Movie Review: Children of Men


If I’ve seen a bleaker, more depressing film than Children of Men (2006) I can’t remember it. The basic concept of this film is that 20 years in the future, women are infertile and the world has gone to hell-in-a-handbasket (whether the infertility and the worldwide anarchy are cause and effect remains unclear). Only Britain remains stable, and then only barely so under the control of a police state. People from the rest of the world attempt to emigrate to Britain but are rounded up, tortured and killed by the ever-present military police.

At the center of this story is Theo (Clive Owen) a government bureaucrat who seems to lead a somewhat normal life in London surviving a terrorist attack and wondering about the sensationalized mourning of the death of the world’s youngest person, an 18-year old Brazilian. He escapes to smoke cannabis at the hidden country home of his friend Jasper who is kind of a cyber-hippie (and wonderfully portrayed by Michael Caine so much that I didn’t even recognize him). The scenes with Jasper are about the only cheerful thing in this movie.

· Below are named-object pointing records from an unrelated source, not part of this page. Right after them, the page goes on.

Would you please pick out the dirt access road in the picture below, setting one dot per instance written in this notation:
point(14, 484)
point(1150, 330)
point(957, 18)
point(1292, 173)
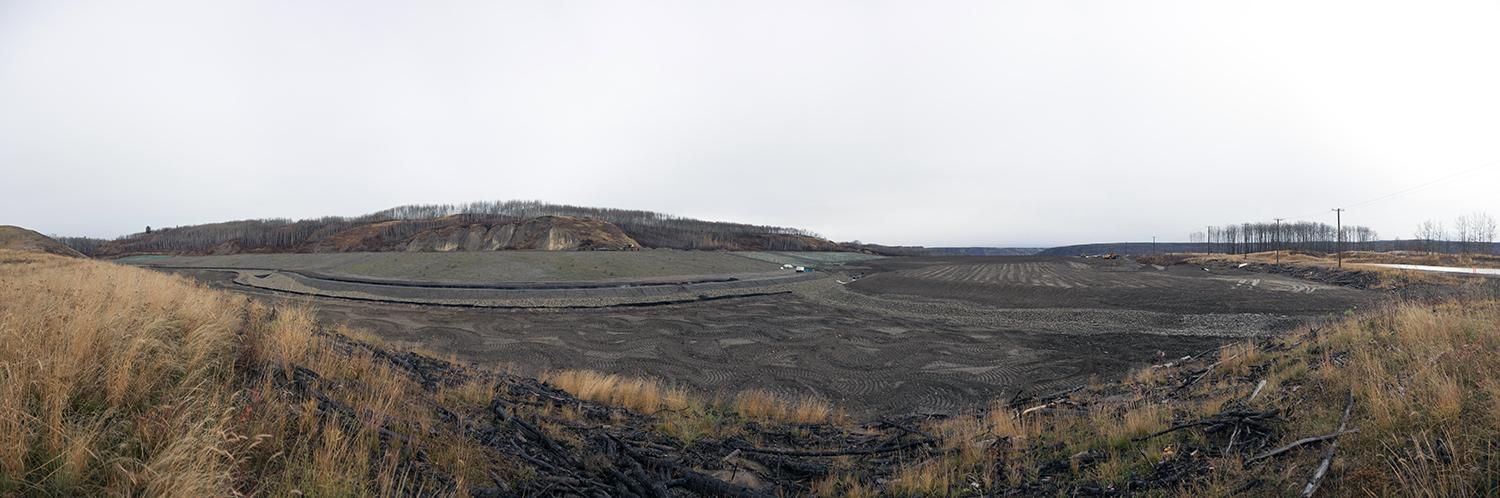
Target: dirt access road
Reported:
point(911, 335)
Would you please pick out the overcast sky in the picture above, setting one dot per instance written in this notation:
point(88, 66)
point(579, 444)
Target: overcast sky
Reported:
point(936, 123)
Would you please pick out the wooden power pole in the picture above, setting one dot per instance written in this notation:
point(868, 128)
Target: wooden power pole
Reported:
point(1338, 234)
point(1277, 243)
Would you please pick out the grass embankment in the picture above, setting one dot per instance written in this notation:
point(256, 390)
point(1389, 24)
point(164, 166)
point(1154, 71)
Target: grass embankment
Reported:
point(123, 381)
point(1359, 264)
point(1425, 416)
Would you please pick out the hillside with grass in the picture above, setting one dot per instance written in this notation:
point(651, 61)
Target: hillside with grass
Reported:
point(461, 228)
point(123, 381)
point(26, 240)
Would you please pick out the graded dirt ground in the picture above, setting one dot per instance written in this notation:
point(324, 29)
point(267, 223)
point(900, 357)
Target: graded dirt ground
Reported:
point(909, 335)
point(482, 267)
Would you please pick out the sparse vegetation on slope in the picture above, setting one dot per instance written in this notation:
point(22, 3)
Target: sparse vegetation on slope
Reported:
point(122, 381)
point(26, 240)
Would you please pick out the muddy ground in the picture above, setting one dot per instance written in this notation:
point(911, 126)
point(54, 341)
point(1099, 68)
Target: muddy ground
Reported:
point(911, 335)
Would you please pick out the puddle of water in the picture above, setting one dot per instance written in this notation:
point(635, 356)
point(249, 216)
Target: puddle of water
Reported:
point(1422, 267)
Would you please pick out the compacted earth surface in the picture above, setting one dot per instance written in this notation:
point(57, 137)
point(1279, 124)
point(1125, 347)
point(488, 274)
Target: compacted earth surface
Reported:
point(873, 335)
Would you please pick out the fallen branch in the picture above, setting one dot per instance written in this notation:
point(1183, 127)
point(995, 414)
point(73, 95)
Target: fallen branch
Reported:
point(1328, 459)
point(876, 450)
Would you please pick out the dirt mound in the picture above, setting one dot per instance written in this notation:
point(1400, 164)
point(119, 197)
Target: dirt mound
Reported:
point(27, 240)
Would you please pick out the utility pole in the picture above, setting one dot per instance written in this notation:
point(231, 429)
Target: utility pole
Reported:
point(1338, 233)
point(1278, 240)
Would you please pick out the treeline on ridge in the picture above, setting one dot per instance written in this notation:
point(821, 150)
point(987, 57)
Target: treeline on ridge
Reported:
point(651, 230)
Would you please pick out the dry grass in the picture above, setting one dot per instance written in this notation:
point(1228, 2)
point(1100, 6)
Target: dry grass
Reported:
point(641, 395)
point(1364, 261)
point(651, 396)
point(1427, 407)
point(123, 381)
point(761, 404)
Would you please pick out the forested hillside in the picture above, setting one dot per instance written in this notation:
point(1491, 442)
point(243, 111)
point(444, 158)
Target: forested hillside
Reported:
point(449, 227)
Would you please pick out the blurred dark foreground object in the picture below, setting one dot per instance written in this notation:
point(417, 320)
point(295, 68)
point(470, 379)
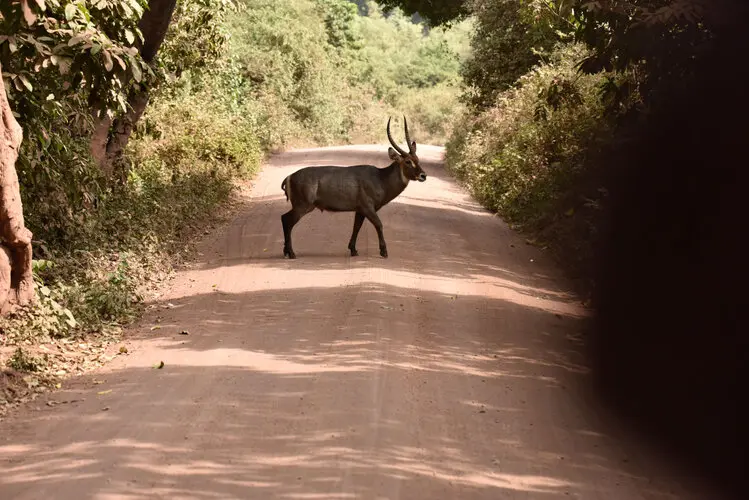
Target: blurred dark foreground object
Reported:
point(669, 346)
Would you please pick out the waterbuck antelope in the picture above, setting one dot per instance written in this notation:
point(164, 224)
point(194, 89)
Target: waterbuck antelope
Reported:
point(363, 189)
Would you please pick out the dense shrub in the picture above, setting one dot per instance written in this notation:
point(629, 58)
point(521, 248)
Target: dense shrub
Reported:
point(232, 85)
point(528, 157)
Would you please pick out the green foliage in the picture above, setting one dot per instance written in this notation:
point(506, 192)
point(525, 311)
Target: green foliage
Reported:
point(197, 36)
point(438, 12)
point(24, 362)
point(523, 156)
point(232, 81)
point(511, 37)
point(57, 48)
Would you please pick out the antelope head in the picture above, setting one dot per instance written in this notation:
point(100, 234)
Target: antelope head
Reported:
point(408, 161)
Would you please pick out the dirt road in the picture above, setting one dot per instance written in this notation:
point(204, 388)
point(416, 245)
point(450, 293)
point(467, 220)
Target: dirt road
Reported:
point(450, 370)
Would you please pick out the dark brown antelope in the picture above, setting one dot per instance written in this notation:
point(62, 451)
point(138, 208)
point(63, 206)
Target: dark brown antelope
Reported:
point(363, 189)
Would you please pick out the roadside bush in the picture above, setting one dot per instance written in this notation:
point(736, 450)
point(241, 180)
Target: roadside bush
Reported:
point(527, 157)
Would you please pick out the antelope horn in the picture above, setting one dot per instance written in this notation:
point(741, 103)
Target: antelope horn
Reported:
point(392, 142)
point(408, 137)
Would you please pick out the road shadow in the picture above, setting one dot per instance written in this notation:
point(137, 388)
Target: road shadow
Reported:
point(456, 254)
point(286, 438)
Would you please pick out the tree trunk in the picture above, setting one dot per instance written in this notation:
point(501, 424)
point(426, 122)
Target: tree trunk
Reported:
point(111, 138)
point(16, 280)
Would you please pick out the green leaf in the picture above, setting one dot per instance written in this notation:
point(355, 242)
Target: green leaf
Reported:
point(70, 10)
point(108, 61)
point(76, 39)
point(120, 61)
point(26, 82)
point(135, 67)
point(28, 14)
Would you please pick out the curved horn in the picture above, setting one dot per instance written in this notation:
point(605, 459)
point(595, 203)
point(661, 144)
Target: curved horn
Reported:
point(392, 142)
point(408, 137)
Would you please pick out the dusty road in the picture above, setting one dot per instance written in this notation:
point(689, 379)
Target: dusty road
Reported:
point(450, 370)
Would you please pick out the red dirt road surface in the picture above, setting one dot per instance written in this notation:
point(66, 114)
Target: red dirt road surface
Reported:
point(450, 370)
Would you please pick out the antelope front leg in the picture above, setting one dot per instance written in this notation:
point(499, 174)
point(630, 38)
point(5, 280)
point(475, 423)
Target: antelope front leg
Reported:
point(358, 221)
point(372, 216)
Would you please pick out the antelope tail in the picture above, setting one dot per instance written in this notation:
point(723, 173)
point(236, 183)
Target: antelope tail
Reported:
point(283, 186)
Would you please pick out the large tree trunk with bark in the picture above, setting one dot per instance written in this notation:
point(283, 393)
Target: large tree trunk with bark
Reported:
point(111, 137)
point(16, 280)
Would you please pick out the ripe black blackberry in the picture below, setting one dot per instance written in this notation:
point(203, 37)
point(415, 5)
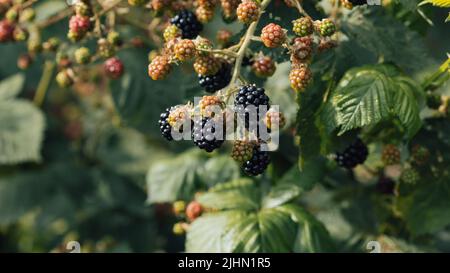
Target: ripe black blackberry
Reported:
point(353, 155)
point(164, 126)
point(250, 95)
point(188, 23)
point(217, 81)
point(258, 163)
point(204, 135)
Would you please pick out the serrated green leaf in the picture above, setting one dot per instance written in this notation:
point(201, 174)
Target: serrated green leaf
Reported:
point(367, 95)
point(21, 132)
point(239, 194)
point(11, 86)
point(172, 179)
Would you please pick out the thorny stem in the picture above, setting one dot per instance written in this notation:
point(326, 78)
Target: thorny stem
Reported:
point(44, 83)
point(245, 42)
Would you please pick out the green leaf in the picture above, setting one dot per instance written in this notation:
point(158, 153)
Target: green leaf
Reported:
point(21, 132)
point(390, 40)
point(312, 173)
point(281, 194)
point(427, 209)
point(219, 169)
point(175, 178)
point(407, 102)
point(362, 98)
point(244, 227)
point(312, 236)
point(239, 194)
point(11, 86)
point(205, 233)
point(369, 94)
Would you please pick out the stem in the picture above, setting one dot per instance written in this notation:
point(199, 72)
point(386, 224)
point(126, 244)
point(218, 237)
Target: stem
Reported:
point(44, 83)
point(245, 43)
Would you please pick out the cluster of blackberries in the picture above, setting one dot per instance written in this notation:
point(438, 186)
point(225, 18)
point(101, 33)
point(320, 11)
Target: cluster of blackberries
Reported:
point(188, 23)
point(353, 155)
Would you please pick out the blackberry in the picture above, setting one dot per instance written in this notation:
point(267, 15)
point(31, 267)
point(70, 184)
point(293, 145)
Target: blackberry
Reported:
point(204, 136)
point(353, 155)
point(188, 23)
point(164, 126)
point(258, 163)
point(254, 96)
point(217, 81)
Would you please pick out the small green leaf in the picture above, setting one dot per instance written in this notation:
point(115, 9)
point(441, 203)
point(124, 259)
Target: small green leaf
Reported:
point(172, 179)
point(11, 86)
point(21, 132)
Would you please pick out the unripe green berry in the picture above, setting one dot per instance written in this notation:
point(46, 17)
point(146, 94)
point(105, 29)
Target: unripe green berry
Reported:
point(83, 55)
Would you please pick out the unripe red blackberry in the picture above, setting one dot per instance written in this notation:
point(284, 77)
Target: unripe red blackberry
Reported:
point(300, 77)
point(178, 116)
point(24, 61)
point(194, 210)
point(301, 50)
point(326, 44)
point(27, 15)
point(242, 150)
point(204, 14)
point(82, 9)
point(64, 79)
point(105, 49)
point(203, 45)
point(258, 163)
point(159, 68)
point(229, 9)
point(247, 11)
point(20, 34)
point(114, 38)
point(82, 55)
point(206, 65)
point(272, 118)
point(113, 67)
point(171, 32)
point(179, 229)
point(137, 2)
point(410, 176)
point(223, 37)
point(326, 27)
point(209, 105)
point(185, 50)
point(6, 31)
point(160, 5)
point(303, 26)
point(79, 26)
point(12, 15)
point(263, 66)
point(420, 155)
point(179, 207)
point(390, 155)
point(207, 3)
point(273, 35)
point(51, 45)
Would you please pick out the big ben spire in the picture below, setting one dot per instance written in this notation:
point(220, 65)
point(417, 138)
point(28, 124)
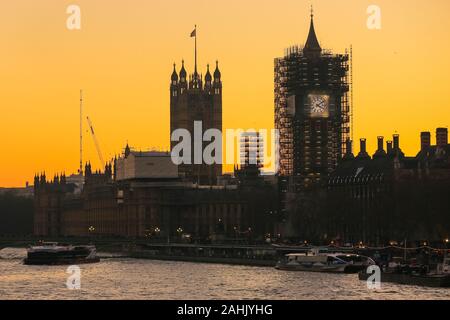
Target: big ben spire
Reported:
point(312, 46)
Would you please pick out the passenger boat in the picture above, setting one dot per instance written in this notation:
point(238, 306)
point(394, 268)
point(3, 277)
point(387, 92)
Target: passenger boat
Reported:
point(324, 262)
point(415, 276)
point(52, 253)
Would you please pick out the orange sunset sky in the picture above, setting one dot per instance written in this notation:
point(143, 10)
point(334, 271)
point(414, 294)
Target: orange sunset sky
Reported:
point(122, 59)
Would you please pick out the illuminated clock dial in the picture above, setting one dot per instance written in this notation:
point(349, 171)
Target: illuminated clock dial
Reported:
point(318, 104)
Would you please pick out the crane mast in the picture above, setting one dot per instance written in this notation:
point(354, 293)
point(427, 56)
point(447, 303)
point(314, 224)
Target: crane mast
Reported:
point(97, 146)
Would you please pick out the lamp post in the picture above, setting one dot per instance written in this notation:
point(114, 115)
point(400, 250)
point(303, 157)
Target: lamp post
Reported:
point(91, 230)
point(180, 232)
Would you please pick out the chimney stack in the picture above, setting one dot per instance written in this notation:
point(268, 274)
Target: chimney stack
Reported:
point(363, 145)
point(389, 147)
point(348, 150)
point(380, 152)
point(425, 140)
point(380, 143)
point(441, 137)
point(396, 141)
point(363, 150)
point(348, 146)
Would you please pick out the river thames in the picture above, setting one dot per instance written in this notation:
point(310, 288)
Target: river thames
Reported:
point(122, 278)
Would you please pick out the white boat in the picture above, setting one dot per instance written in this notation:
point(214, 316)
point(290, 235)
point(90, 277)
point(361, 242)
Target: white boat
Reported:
point(324, 262)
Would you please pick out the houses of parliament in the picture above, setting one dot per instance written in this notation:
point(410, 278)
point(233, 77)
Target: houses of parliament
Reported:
point(322, 193)
point(196, 99)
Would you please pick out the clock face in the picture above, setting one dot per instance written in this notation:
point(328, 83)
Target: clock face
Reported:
point(319, 105)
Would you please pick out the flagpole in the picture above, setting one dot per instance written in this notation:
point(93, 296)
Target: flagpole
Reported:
point(195, 49)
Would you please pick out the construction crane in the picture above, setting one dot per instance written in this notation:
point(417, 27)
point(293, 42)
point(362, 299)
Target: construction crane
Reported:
point(97, 146)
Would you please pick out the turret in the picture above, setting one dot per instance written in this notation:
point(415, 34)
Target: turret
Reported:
point(217, 80)
point(380, 153)
point(363, 150)
point(208, 79)
point(312, 47)
point(348, 150)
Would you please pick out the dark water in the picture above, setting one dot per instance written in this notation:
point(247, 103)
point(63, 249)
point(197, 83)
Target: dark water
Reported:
point(145, 279)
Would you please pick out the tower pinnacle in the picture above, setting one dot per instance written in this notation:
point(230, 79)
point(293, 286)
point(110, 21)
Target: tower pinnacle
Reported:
point(312, 46)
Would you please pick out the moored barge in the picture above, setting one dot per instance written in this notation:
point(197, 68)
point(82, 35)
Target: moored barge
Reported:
point(52, 253)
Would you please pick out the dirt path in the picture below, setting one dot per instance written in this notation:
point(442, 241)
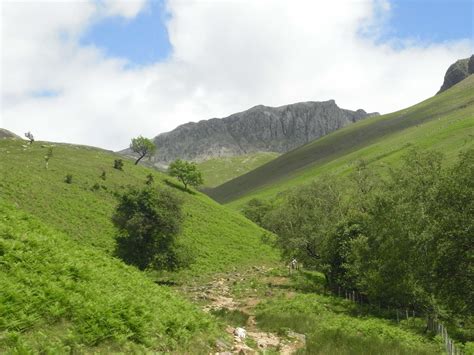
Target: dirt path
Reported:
point(237, 292)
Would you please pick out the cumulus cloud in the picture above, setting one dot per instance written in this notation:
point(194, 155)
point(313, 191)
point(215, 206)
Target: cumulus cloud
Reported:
point(227, 56)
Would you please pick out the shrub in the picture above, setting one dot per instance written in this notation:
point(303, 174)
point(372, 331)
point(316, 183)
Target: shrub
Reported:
point(149, 179)
point(186, 172)
point(143, 147)
point(118, 164)
point(148, 222)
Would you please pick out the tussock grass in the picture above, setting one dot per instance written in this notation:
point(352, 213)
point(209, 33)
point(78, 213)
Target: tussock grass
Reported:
point(218, 237)
point(331, 328)
point(58, 295)
point(444, 122)
point(217, 171)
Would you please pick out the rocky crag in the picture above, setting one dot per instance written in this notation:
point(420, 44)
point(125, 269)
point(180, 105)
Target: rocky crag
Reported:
point(259, 129)
point(457, 72)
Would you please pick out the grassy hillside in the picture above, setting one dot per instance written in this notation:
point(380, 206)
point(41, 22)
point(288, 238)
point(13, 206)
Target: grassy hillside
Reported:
point(220, 239)
point(61, 288)
point(59, 295)
point(444, 122)
point(219, 170)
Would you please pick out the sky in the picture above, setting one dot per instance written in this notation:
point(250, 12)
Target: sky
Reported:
point(99, 72)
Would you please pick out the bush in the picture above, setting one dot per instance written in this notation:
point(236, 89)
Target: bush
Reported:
point(186, 172)
point(149, 179)
point(148, 222)
point(118, 164)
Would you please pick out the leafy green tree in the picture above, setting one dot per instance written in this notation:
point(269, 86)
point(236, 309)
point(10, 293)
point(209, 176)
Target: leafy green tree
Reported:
point(30, 137)
point(186, 172)
point(143, 147)
point(118, 164)
point(48, 156)
point(451, 242)
point(256, 210)
point(306, 218)
point(148, 222)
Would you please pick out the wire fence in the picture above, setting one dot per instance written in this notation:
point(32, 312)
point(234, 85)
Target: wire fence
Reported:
point(432, 323)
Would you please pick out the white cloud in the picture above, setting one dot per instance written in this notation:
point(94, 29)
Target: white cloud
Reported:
point(227, 56)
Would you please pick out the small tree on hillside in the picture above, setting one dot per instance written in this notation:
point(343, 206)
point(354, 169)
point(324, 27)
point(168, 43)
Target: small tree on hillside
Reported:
point(143, 147)
point(48, 156)
point(30, 137)
point(186, 172)
point(148, 221)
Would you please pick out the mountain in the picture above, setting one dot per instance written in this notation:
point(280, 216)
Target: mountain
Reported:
point(4, 133)
point(457, 72)
point(444, 122)
point(259, 129)
point(62, 288)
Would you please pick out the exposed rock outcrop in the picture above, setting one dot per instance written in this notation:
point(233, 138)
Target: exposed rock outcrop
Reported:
point(457, 72)
point(259, 129)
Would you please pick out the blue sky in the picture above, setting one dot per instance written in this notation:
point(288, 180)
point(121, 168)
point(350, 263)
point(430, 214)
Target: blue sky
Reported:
point(226, 56)
point(144, 39)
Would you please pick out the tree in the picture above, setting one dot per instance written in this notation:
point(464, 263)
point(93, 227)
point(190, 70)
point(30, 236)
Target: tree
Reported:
point(143, 147)
point(256, 210)
point(48, 156)
point(148, 222)
point(186, 172)
point(30, 136)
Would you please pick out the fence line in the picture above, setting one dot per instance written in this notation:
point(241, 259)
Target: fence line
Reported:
point(432, 324)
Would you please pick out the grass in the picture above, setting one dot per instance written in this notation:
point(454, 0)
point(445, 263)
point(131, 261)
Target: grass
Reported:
point(334, 325)
point(219, 238)
point(444, 122)
point(216, 171)
point(59, 295)
point(61, 289)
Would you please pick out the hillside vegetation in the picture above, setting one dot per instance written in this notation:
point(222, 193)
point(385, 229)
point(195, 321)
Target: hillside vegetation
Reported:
point(58, 295)
point(219, 238)
point(216, 171)
point(444, 122)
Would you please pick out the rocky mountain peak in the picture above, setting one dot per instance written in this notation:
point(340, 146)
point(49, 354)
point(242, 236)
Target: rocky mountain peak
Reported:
point(457, 72)
point(258, 129)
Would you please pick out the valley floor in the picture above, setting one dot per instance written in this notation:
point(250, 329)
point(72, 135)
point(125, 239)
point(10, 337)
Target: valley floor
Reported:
point(293, 314)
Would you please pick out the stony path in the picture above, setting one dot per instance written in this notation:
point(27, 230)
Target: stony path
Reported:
point(217, 295)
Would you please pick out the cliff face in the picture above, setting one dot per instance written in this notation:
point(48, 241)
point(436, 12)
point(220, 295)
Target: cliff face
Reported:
point(457, 72)
point(259, 129)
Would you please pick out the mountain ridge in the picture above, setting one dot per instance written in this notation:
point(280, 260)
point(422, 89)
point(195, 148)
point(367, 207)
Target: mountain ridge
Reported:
point(258, 129)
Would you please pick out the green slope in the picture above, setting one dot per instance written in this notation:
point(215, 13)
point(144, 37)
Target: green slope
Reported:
point(220, 238)
point(444, 122)
point(60, 296)
point(219, 170)
point(61, 290)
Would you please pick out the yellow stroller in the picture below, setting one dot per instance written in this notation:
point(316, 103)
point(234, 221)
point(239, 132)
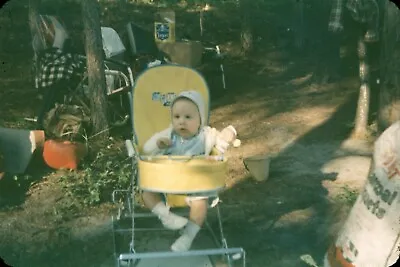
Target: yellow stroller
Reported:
point(174, 176)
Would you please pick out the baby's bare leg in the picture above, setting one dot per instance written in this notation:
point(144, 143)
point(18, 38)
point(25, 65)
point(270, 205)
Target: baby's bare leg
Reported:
point(198, 211)
point(170, 220)
point(151, 199)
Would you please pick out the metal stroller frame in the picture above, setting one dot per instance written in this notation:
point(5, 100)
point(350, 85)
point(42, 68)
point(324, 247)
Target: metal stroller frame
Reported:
point(130, 257)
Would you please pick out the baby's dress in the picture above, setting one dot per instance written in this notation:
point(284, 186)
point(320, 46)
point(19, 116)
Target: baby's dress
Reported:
point(194, 146)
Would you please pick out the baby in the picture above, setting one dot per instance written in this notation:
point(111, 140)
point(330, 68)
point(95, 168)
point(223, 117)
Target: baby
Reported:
point(187, 135)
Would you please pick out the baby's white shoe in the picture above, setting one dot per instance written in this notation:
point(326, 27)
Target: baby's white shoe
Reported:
point(173, 222)
point(168, 219)
point(184, 242)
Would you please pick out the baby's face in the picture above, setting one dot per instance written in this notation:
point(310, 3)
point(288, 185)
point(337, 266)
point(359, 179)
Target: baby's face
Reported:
point(185, 118)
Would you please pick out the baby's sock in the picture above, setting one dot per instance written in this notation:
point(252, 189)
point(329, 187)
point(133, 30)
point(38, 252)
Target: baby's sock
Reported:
point(169, 219)
point(184, 242)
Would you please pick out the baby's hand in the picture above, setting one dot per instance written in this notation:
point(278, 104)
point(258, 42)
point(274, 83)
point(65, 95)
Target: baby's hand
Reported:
point(163, 143)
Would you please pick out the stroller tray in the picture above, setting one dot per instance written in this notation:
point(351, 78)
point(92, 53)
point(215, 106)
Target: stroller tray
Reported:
point(180, 175)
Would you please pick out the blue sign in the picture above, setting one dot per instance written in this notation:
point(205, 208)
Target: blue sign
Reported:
point(162, 31)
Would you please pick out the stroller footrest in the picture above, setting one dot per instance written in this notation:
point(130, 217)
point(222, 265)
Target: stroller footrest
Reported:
point(236, 253)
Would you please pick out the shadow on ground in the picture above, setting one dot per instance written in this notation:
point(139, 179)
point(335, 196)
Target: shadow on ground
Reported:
point(281, 219)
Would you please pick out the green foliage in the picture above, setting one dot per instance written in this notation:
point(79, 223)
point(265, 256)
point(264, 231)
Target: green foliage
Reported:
point(95, 182)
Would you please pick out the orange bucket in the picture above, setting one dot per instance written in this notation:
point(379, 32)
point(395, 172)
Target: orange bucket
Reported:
point(63, 154)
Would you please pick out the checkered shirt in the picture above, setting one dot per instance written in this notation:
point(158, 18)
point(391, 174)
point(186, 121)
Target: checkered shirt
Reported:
point(54, 65)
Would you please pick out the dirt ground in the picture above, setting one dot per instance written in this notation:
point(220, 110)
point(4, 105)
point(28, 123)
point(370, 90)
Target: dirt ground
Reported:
point(276, 109)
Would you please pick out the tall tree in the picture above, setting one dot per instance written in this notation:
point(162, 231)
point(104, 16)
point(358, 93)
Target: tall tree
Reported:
point(246, 34)
point(389, 103)
point(95, 58)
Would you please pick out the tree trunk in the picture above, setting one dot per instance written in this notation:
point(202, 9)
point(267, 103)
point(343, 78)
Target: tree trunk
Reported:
point(361, 120)
point(246, 35)
point(96, 78)
point(325, 44)
point(389, 103)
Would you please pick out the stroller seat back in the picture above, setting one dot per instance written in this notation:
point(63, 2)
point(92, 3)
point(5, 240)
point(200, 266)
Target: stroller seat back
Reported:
point(153, 93)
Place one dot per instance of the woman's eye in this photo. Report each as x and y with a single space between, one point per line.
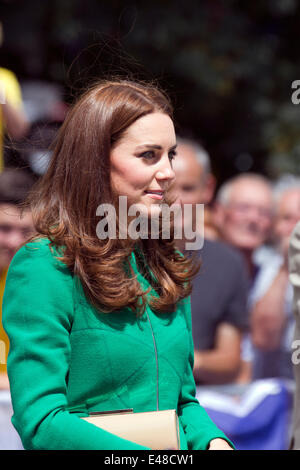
148 155
172 155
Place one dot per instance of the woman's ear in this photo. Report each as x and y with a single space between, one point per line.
209 190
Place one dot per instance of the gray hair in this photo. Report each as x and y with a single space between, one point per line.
201 154
223 194
285 183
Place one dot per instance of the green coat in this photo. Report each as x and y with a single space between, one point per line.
66 359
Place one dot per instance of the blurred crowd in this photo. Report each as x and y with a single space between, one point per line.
241 300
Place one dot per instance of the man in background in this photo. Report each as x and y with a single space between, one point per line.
243 214
272 317
15 228
218 300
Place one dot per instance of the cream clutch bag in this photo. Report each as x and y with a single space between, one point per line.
154 429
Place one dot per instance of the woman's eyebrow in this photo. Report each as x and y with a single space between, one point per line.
154 146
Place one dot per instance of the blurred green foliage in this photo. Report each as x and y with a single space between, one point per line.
227 65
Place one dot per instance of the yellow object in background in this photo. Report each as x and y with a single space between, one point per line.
10 92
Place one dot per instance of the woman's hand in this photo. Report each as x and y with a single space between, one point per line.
219 444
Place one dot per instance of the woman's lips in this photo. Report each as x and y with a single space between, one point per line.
155 194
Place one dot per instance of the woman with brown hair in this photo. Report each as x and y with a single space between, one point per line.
102 323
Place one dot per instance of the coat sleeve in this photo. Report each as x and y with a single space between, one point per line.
199 429
37 316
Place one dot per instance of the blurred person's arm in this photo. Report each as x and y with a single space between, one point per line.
14 120
221 364
268 316
16 124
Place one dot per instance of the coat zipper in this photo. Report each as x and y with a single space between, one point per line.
156 358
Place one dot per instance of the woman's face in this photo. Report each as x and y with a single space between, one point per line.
141 161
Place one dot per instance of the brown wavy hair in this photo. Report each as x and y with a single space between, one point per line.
65 200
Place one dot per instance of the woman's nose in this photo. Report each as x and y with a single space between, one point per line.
165 172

Soon Theo is drawn into a plot by his ex-wife (Julianne Moore) to help a refugee girl from Africa named Kee (Claire-Hope Ashitey). Miraculously, Kee is pregnant and as the first woman to be pregnant in two decades she becomes something of a political football. Over the course of the film, Theo becomes protector for Kee and her baby as they try to find there way to safety amongst unspeakable violence. Much of the film from this point on consists of long, documentary-style takes of running gun battles where it is hard to tell who is fighting with whom or even what they hope to accomplish (and I assume this is deliberate by the filmmakers). At one point, blood even splatters on the camera lens.

This was a hard movie to watch, especially being a new parent of a tiny baby, but it is a thoughtful and well-made film. It even has some glimmers of hope that there may be a future for humanity even as the world goes to hell.